Updated: Jan 28, 2021
We made it not quite 3 weeks with this group before an amicable parting of ways. When I discovered Camp Paha in March at a county SPED summer resources open house, I had been speaking with a rep from the DDRC table about our recent sponsorship, and they pointed me toward the Paha table. Their director seemed sweet and encouraging. At that point I needed something for summer, how could I go to work if I didn’t have a place for B? and she understood this perennial (but so modern) dilemma. She was honest, for his age their June session was full, but July could certainly be an option. And they accepted a lot of sponsorship from DDRC, since we already qualified, the application for further funding would be seamless.
Thrilled, the next week I submitted our camp application, applied for DDRC funding (since the sticker shock was steep, but just another thing I’d grown accustomed), and in the coming weeks exchanged a handful of phone calls on our prospects for June enrollment. We were first for his age group for June, and automatically admitted for July. As the weeks ticked on, I wasn’t sure whether it would happen. Soon before Memorial day after a number of phone exchanges that their admin staff still wasn’t sure, we got the notice he could join starting June 3. I quickly scheduled the required parent meeting and camper-counselor meet-n-greet for the following week, and took our IEP and ABA progress reports (since it’s now up to 50+ page packet) into work to make obligatory copies for camp admin to review.
Brys had made so much progress over the previous spring in the Shelton program and with ABA, this seemed like it would be a breeze in comparison to some of our previous school and summer programs. When I handed the camp directors his documentation at the parent meeting, and they progressed to ask him questions, I had a sense they wondered why he was even there. When he can be collected, he’s a charmer and a joy.
The morning of the first day, I asked Bryson if he was excited or nervous, and he could express he was both. At drop-off I was aware many of the other kids had different kinds of disabilities; autism was common among this group, but I also noticed families with down syndrome and cycstic fibrosis, and a gamut of other special needs. I had been told at some point that 5 of the 9 kids in Bryson’s group had tendency for elopement, so they had intentionally made that group small and had 6 counselors dedicated to the group. And of course autism ranges so it is so individualized, and I could see immediately that Bryson’s form of needs would be pretty different compared to other kids. Even though his Shelton program is specifically for ASD, everyone there seems to be pretty high functioning, as he is. But at Paha the range was much more drastic, and I wondered how Brys would react to that.

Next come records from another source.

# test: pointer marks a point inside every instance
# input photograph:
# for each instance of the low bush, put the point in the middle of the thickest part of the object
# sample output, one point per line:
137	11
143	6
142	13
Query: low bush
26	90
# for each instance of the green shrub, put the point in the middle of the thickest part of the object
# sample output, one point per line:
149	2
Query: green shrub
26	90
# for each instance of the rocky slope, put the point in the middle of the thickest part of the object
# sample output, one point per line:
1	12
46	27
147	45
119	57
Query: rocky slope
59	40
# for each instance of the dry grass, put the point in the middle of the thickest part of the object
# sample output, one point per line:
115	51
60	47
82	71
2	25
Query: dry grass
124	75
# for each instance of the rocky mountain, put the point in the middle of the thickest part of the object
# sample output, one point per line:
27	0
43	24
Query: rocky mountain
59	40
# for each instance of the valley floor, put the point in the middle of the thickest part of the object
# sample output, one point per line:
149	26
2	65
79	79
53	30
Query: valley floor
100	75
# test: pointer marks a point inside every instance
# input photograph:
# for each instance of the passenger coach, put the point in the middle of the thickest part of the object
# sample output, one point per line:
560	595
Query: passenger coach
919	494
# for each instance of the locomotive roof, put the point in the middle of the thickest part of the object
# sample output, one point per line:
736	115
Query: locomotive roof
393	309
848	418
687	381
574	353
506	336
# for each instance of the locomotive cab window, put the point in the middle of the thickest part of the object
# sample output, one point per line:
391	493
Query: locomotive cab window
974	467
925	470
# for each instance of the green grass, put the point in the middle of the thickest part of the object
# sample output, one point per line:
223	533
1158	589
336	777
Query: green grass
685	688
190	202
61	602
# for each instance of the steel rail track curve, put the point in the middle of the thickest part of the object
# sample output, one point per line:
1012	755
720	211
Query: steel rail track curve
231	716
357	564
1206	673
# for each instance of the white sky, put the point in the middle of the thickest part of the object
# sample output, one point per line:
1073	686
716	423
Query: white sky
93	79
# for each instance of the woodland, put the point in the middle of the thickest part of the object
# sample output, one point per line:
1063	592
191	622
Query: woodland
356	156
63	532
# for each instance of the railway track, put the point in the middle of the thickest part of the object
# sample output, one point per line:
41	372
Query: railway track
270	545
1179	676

By the end of the first week, we started getting the phone calls I had grown accustomed when he starts to disregulate. He was coming home wearing soiled clothes and his lunch was barely touched. Does he need more snacks throughout the day? Can he be reminded to use the bathroom more often? Who is his dedicated person and how much time does Bryson actually spend with him? They were committed to making it work, and I do believe they tried. His first expulsion came toward the end of week 2. By week 3 I spent more time in phone exchanges with how they could to help him regulate, but just to no avail. Casey was feeling frantic with even just driving both kids each direction. Brys hated camp so much, not that he would say that, but fought with her over even being in the car (driving both directions). The last day of week 3, I got a phone call that this wasn’t going to work any longer. He would not be able to return for the remainder of the summer. That each summer could be a do-over, so he could back again next year if he wanted, but for his behavior was a liability.
A liability. A safety risk. Needing too many resources. Distracting other kids from their necessary learning environment. I’ve heard it so many times, I know the conversation before it starts. I think back to the first 3 schools he was in, I fought it so hard. I fought for him to stay there, I didn’t know how to change. We were so lock-step in our routine, I needed to work, John needed to work. Where else would I go? How else do we manage our daily logistics? How much extra time will that take if we need to send him anywhere else? How will I find the time to figure out what those new arrangements need to be? It was so hard for me to adapt, I just didn’t know how.
This expulsion marks our 8th school/camp change. He will return in August to Shelton’s program, and now we know he does well there. In the meanwhile, what do I do with this child? It’s 5 weeks until school starts again. Everyday, all day, the balance of taking care of both boys, is so wearing. Brys has nearly no capacity for independent play, and demands a contract stream of adult engagement, to Wesley’s sacrifice. After the police incident earlier this week, Casey let me know she does not feel comfortable going out with both boys, even to the park. I don’t blame her. She is just risk-adverse, one of the reasons we love her, because she always wants what’s best for keeping the boys safe. But “safe” and “Bryson” are not words that go together. I agree with he, and I aim to take B on my own as much as possible, so she can focus on Wesley. But what an arrangement, and I can’t think about the cost.
One day at a time, that was it takes to live with autism. We’ll just keep taking it one day at a time.